# Happy Birthday JOETHECROW!!!



## cowseatmaize (Jul 25, 2013)

I know there is a decree but what the heck.[][] 
HERE

 Happy Birthday!!!


----------



## peejrey (Jul 25, 2013)

Best wishes to you today Joe!
 Happy Birthday!!!
 _Preston


----------



## epackage (Jul 25, 2013)

Happy Birthday Joe...


----------



## RED Matthews (Jul 25, 2013)

Hi  I am glad for you.  I recently had my 84th, so you better keep them coming.  Glad we had the time together at Corning.  Have a Happy One.  RED Matthews


----------



## cyberdigger (Jul 25, 2013)

Best wishes Joe..! []


----------



## surfaceone (Jul 25, 2013)

Happy Birthday Joe!


----------



## Dugout (Jul 25, 2013)

Happy Birthday Joe and here's hoping more good digging comes your way!


----------



## myersdiggers1998 (Jul 25, 2013)

Have a good one Joe.


----------



## mr.fred (Jul 25, 2013)

It's a Day early Joe!----so you get 2 this year[]  Have a great 1 Joe[]


----------



## bostaurus (Jul 25, 2013)

A very happy birthday!!!


----------



## andy volkerts (Jul 25, 2013)

Happy birthday Joe!!


----------



## ktbi (Jul 25, 2013)

Happy Birthday Joe.
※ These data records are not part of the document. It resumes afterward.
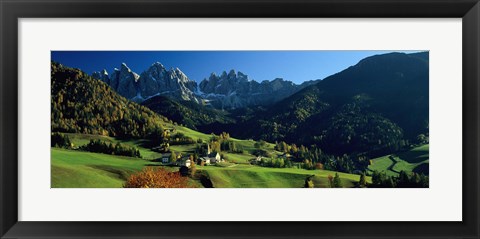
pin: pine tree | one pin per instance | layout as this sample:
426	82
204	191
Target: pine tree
362	182
337	182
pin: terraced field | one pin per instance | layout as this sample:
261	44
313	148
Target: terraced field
248	176
414	160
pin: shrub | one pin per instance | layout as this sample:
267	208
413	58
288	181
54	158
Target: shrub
156	178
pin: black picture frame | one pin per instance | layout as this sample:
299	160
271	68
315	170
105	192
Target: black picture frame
11	11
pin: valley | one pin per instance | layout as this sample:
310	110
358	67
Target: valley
353	129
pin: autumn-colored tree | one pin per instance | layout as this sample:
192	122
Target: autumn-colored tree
318	166
362	182
337	182
330	180
156	178
309	182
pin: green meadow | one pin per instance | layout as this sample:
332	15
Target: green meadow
78	169
413	160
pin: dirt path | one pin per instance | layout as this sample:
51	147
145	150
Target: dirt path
393	164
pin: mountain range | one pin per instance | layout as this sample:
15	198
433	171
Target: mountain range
225	91
374	107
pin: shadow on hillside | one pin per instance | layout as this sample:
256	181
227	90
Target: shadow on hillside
413	156
121	174
422	168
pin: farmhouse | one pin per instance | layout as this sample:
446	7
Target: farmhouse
166	158
184	162
211	158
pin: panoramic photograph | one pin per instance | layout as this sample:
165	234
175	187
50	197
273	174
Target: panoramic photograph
240	119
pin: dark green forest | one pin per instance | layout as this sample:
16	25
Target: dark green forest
82	104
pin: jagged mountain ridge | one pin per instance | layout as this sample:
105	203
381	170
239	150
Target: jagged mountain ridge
235	90
224	91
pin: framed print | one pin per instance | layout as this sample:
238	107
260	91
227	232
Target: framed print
246	119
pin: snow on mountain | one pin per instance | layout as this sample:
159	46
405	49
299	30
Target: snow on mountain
226	91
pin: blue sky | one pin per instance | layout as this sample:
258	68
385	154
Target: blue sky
296	66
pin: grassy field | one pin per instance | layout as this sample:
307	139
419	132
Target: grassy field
248	176
82	139
414	160
74	169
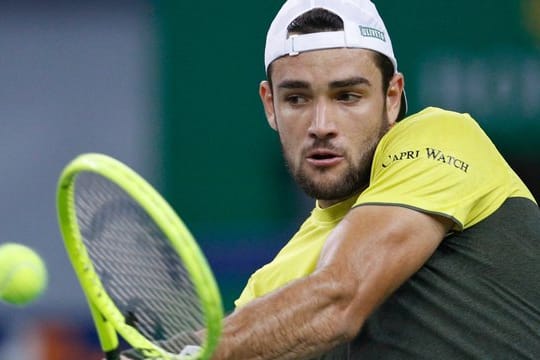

You are the best and proud to call you my friend. Happy Digging....Ron


----------



## Jim (Jul 26, 2013)

Happy birthday, Joe!


----------



## Road Dog (Jul 26, 2013)

Happy Birthday!


----------



## beendiggin (Jul 26, 2013)

hope it was a good one!


----------



## blobbottlebob (Jul 26, 2013)

Happy Birthday Joe. Hope you get the chance to get out and dig today.


----------



## Dugout (Jul 26, 2013)

Happy Birthday on the correct birthday day Joe. Have a good one.!


----------



## tftfan (Jul 26, 2013)

[]


----------



## cobaltbot (Jul 26, 2013)

Happy Birthday Brotha!   I see bottles in your future......


----------



## JOETHECROW (Jul 27, 2013)

HEY!! Thank you all for the birthday wishs!! It still means a lot, and hopefully will have a good old fashioned adventure to post....so overdue! Love you all man!  (P.S. Now I can go get my senior discounts...LoL!)


----------



## Rockhounder55 (Jul 27, 2013)

HAPPY BIRTHDAY, JOE!!!! []


----------



## Penn Digger (Jul 28, 2013)

I already wished you a happy one on the phone but the same goes here. Hope it was swell. Many thanks for getting me in to this sick, addictive hobby. We have had many great adventures/digs together over the years. Hope there is many more to come!!!

 PD


----------



## glass man (Jul 31, 2013)

HOPE IT WAS A GREAT ONE JOE MAN!! JAMIE


----------



## RICKJJ59W (Jul 31, 2013)

HAPPY BIRTHDAY JOE DA CROW[]


----------



## Stardust (Aug 6, 2013)

Joe,
 I haven't been around for a while. Sorry I missed your birthday
 and all the other summer birthdays of the members. Hope all is well and hope you do enjoy that senior discount. Enjoy each and every day!!!!
 stardust


----------